Data Integration (DI) Challenges
The U.S. Department of Transportation’s primer on data integration provides a comprehensive list of the DI challenges that have come from this explosion of information. The short list includes:
- Heterogeneous Data: In an Intel survey of 200 IT managers, 84 percent of respondents said they were analyzing unstructured data. Of the managers who weren’t, 44 percent said they expected to in the next 12 to 18 months.
- Bad Data: Low-quality data is likely to generate poor insight. There are several metrics outlined by The Department of Defense’s Guidelines for Data Quality Management.
- Excessive Costs: Managing disparate systems is time-consuming, and overtime can quickly drive a DI project beyond its allocated budget. In 2008, Gartner estimated that some companies could save $250,000 or more by consolidating tools or replacing current software with lower-cost options.

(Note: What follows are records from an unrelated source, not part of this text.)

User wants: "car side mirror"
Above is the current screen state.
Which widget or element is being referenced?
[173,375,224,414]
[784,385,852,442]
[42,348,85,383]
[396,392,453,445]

If DI is taking an excessive amount of time, it is likely due to one or more of the following:
- Developers have to write custom code to integrate disparate platforms
- The business is using multiple diverse solutions
- IT must rely on manual processes either for DI or delivering business intelligence reports
- The existing DI tool is too complex to use efficiently
An operational shift can necessitate new technology to improve visibility and increase efficiency. Being proactive with lean data management procedures can ease the burden created by bulky applications and tasks.
It is important to clearly understand the company’s existing IT ecosystem. Going through this process at the planning phase can help identify the must-haves, as DI tools come in all shapes and sizes. For example, most come with some form of job scheduler, but the devil is in the details. Knowing what you need in the beginning can save a significant amount of time and money.
In its analysis of the DI vendor landscape, InfoTech Research identified several key considerations for evaluating these tools:
- Real-time integration
- Data cleansing functionality
- Post-failure integration recovery
- Performance monitoring
- Middleware capability
- Data semantics
Data relevance is now so heavily dependent on the speed it is delivered, it is increasingly important to have dynamic control over the start and continuation of DI tasks. Bringing DI tasks together with other IT jobs creates easier workflow planning, with visibility into the jobs running on the system.
Enterprise Job Scheduling Solutions
One helpful tool is the enterprise job scheduling software. It offers:
- Centralized visibility and management over IT operations
- More exceptions to scheduled tasks
- Better workload management
- Exceptions based on dates, holidays, and time zones.
- Event-based scheduling
- More visibility of the jobs being run
- Generation of audit reports on demand
Enterprise job schedulers, such as Automate Schedule, are a strong component of the DI toolset. Centralizing and integrating workflow schedules into the rest of IT operations lessens the burden on IT staff, and significantly reduces error while improving time-to-delivery. Automate's advanced and affordable job scheduler includes support for Informatica PowerCenter, and numerous Windows applications, SAP®, and Oracle® E-Business Suite NetWeaver. This makes it easy to incorporate job scheduling software into IT ecosystems, improve DI processes, save money, increase operational efficiencies, and overcome the growing challenges of Big Data.